Auch für den gegenständlichen Anlagenverbund Kokerei als Bestand des integrierten Hüttenwerkes ist mit den weiteren Produktionsbereichen bzw. Anlagenverbunden nicht nur der bekannte räumliche, sondern auch ein zwingender sachlicher Zusammenhang gegeben, weil ein Teil des in den Hochofenanlagen erzeugten Gichtgases als Heizmedium in den Koksofenanlagen eingesetzt wird. Hier kann auf die detaillierten Aussagen des der Berufung beigelegten Gutachtens des Dipl.-Ing. F verwiesen werden.

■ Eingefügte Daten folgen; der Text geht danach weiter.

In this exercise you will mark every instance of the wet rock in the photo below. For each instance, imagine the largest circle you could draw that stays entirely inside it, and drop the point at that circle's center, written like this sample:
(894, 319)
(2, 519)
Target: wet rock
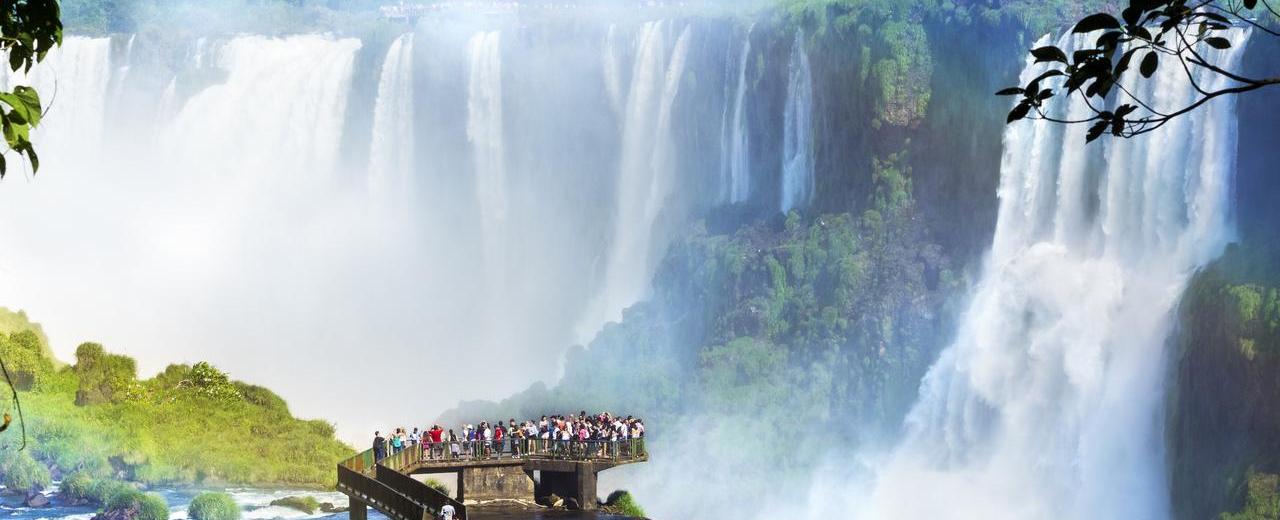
(551, 501)
(119, 514)
(330, 507)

Auch ist die Auflösung bzw. die Stilllegung der Kokerei Bestand ebenfalls Teil des Ansuchens, sodass auch hier der entsprechende Zusammenhang sich schon eindeutig ergibt. In diesem Zusammenhang kann auf die Stellungnahme der UVP-Behörde vom 18. August 2009, Zl. UR-2008-2597/8/121-Re/Rs, verwiesen werden, die als Beilage diesem Bescheid angeschlossen ist und vollinhaltlich in die Begründung übernommen wird.

 

Für den Bereich der Kokerei wurde eine UVP-Grundsatzgenehmigung erteilt und es wurde eine Abnahmeprüfung noch nicht durchgeführt. Gemäß § 39 UVP-G 2000 kommt es zu einer Verdrängungswirkung, das heißt zu einer ausschließlichen Zuständigkeit der UVP-Behörde für das von der Genehmigung umfasste Vorhaben, die sämtliche Nebenentscheidungen und auch Strafverfahren umfasst. Grundsätzlich erscheint es dem Unabhängigen Verwaltungssenat des Landes Oberösterreich auch im Sinne des Gesetzes gelegen, dass bei derart komplexen Anlagen eine einzige Behörde für die rechtliche Behandlung und zwar im Sinne des umfassenden Vorhabensbegriffes des § 2 Abs.2 UVP-G 2000 zuständig ist. Auch hiezu kann im Detail auch noch auf die Ausführungen der UVP-Behörde in ihrer Stellungnahme verwiesen werden.

 

Es ergibt sich somit für den Unabhängigen Verwaltungssenat des Landes Oberösterreich, dass auch für das gegenständliche Ansuchen um Wiederverleihung es zu einem Zuständigkeitsübergang gekommen ist und somit eine Zuständigkeit des Bürgermeisters der Landeshauptstadt L als Gewerbebehörde erster Instanz bis zum Zeitpunkt gemäß § 22 UVP-G 2000 nicht besteht, sondern diese der UVP-Behörde und somit der Oö. Landesregierung zukommt.

 

 

5. Für die Berufung sind Stempelgebühren in der Höhe von 245,20 Euro angefallen. Ein Zahlschein ist der Ausfertigung für die Berufungswerberin angeschlossen.

 

 

 

Rechtsmittelbelehrung:

Gegen diesen Bescheid ist kein ordentliches Rechtsmittel zulässig.

 

 

 

Hinweis:

Gegen diesen Bescheid kann innerhalb von sechs Wochen ab seiner Zustellung eine Beschwerde an den Verfassungsgerichtshof und/oder an den Verwaltungsgerichtshof erhoben werden; diese muss – von gesetzlichen Ausnahmen abgesehen – jeweils von einer bevollmächtigten Rechtsanwältin oder einem bevollmächtigten Rechtsanwalt eingebracht werden. Für jede dieser Beschwerden ist eine Eingabegebühr von 220 Euro zu entrichten.